阿田和は降りるとささやかな駅で、懐かしい赤茶の路盤敷きに一本細長いホームがあるだけだが、駅舎は太く大きかった。そして外へ出ると眼前にはカブトガニが腹這いになったかのような白いデッキが触手を四方に伸ばしている。道路もとかくただ広い。 「これは観光地? に来たな…知らなかった…」 ひと気はまったくない。それでも私はちょっと圧倒されて、駅舎に引っ込む。中はたいそう陰で、天井も高いから、照明がついていても暗く感じた。もっとも、例の冬の紀南の外の明るさのせいかもしれない。テロ対策だとかで撤去したせいで、片隅に置いてある塵取りの上に、海を見て菓子を食った後のようなごみが積み上げてあり、私は心の中であざ笑う。また杓子定規なJR東海がやったのだと。窓口に大きなペンキで花を描いてJR東海をよろしくと大書きしてあるのは、懐かしい民営化時の名残だ。JR東海の名をとにかく宣伝し、体制の変わったことを人々にも社員にも植えつけなければならなかった。しかし今や、無人駅だ。確かに観光地らしいのだが、どうも昔の、というもののようで、もうあんまり人も来ていないようなのだった。熊野古道の宣伝もある。それも世界遺産化前のものだろう。
かつては貨物で重要な駅だったようで、中の造りは以前の阿漕駅によく似ている。しかし阿漕のような淋しい感じはなかった。というか、駅前のあの先に何があるかという気分のせいで、あまり振り返られることもなさそうだった。
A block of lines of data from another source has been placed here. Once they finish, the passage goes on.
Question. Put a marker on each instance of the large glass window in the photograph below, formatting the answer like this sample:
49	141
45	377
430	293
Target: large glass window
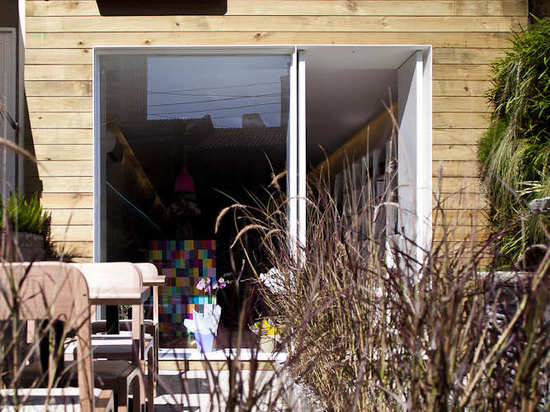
181	136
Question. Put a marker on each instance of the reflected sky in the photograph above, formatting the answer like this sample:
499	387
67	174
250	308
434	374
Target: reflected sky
224	87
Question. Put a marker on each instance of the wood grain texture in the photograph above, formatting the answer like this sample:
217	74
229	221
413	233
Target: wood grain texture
63	152
59	104
460	120
72	233
63	168
455	168
317	7
67	200
58	88
63	137
456	136
274	23
85	40
85	71
65	217
454	152
467	104
61	120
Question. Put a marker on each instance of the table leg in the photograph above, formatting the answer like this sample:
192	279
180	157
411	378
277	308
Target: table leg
112	320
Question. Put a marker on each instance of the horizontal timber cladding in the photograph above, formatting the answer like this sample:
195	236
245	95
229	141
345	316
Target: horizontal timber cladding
466	35
318	7
84	72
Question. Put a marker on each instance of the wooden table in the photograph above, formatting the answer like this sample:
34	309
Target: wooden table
118	283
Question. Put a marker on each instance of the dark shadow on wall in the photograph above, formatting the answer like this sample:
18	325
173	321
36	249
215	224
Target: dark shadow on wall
161	7
31	179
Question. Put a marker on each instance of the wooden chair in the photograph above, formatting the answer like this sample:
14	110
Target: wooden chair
51	291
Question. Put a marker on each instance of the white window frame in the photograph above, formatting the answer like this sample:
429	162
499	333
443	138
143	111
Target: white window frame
296	142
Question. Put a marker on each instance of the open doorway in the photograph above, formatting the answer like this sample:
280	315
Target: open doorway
181	134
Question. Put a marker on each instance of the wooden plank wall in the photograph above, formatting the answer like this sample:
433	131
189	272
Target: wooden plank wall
467	36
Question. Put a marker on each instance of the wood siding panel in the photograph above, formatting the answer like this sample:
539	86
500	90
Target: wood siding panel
317	7
84	40
68	200
59	72
60	104
63	120
469	104
453	168
466	35
63	137
58	88
63	152
275	23
63	217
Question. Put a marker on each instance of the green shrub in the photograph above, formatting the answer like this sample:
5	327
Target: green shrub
26	214
515	152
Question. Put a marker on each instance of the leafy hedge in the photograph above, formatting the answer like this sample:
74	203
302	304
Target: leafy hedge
26	215
515	152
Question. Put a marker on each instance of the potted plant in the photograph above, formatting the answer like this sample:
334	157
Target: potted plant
27	228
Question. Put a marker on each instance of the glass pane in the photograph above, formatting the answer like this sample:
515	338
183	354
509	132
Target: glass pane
182	137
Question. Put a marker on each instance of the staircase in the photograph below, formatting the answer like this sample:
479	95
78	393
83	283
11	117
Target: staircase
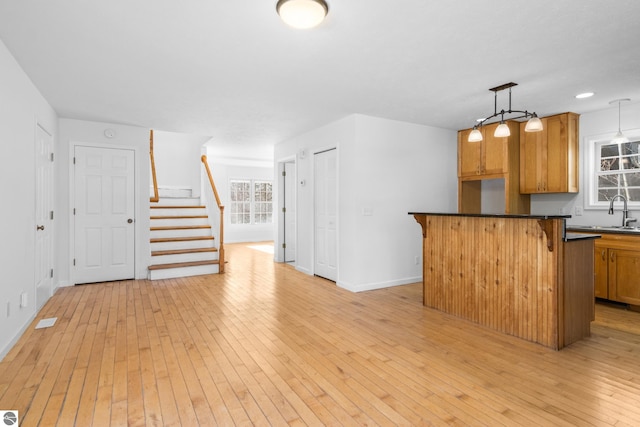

モルタルづくりだが、白くきれいに塗っていて、屋根はスレート葺きだから重々しくもない。ちょっと物足らないくらいだ。
さて、あの陸橋に昇ろうか。何があるかわからぬ人は、いまい。風をこらえながら昇っていくと、そこに遠大な七里御浜が眼下に横たわっている。そして見晴るかさんばかりの太平洋。しかしあまりにも何ももなさ過ぎて、とらえどころがなかった。そこもまた和歌山と違うところだ。しかも砂浜じゃなく、砂礫海岸。これほどの規模は見たことがない。いったいこれだけの石ころはどこから来たのかと思う。石なんか取り放題だ。私は一言、「来たか。」 とつぶやいたきり、襟巻を締め直して、したり顔で海岸に降りていく。人なんかだーれもおらんといってもいい。こんな寒い時季にこんな何もないところに来る人はいないのだ。一直線な国道を跨ぐデッキを螺旋に降りながら、「昔はこういうところも結構はやったんだろうなあ。何もないところにレジャーを生み出す気概があったし、交通網もそんなに発達していなかったから、近場で済まさざるを得なてところもあった、と」 わさわざ海を見る、そういう行為すら、古いものになっている気もする。しかし私はその心の動きから逃れられそうもない。ええ、私は古い人ですよ。けれども! まだまだ余裕があるじゃないですか。そういって、浜に足を踏み入れた。 息子と父かどうかはわからぬが、片隅で談笑していた。風が強くて、何を話しているかはさっぱり聞こえない。いい関係だなと思いつつ、離れるが、手前側は工事現場みたない浜で、黒土と砂利だ。車が走れそうである。しかし砂礫浜まで来ると、足がすぐ石ころに埋まり、歩きにくいことこの上ない。しかも驚いたことに、汀に向かって砂礫の山が急傾斜で落ち込んでいる。なんぞこれは!と思う。降りようと思うのだが、石がどんどん上から落ちてきて、すごい音を立てる。まるで蟻地獄にはまったかのようだ。ずっと遠くに人影があるので、自分が石に呑み込まれていくこの音が聞こえてるんじゃないかと凝視するが、聞こえるわけもないのだった。自分まわりでこれだけの石が崩れると、大惨事で大変なことをしているのではないかと思うのだが、全体を見渡せば、ほんとうに瑣末なことでしかないのだった。こうやって死んでいくとするなら、本当にそれは些細なことなのだろう。自然に襲われて亡き者となるその感触が、ここにはあった。こんな石ころの崩壊など、限りない規模でこの浜は繰り返しているのだろう。 そんな浜だから、引き波が石の間を通る音はもうやかましいぐらい。冬は風も強く、耳がおかしくなりそうである。レジャーも何もあったものではなさそうだった。
近くの道の駅でお菓子を買った。オークワが入っているんだ。昔のドライブインだが、客は無に等しかった。はたしてオークワはどうやって儲けているのだろうと思ったり。紀州の旅路でこの系列にお世話にならないことはないだろう。滋賀の平和堂より親しみやすい感じだ。
やった来た列車に少し慌てて乗り込み、海辺の駅をガラス越しにする。着いたときよりも夕方の感じになっていた。こうしてまた、一日のハイライトが終わっていくのだと思うと別れというものを感じずにはいられなかった。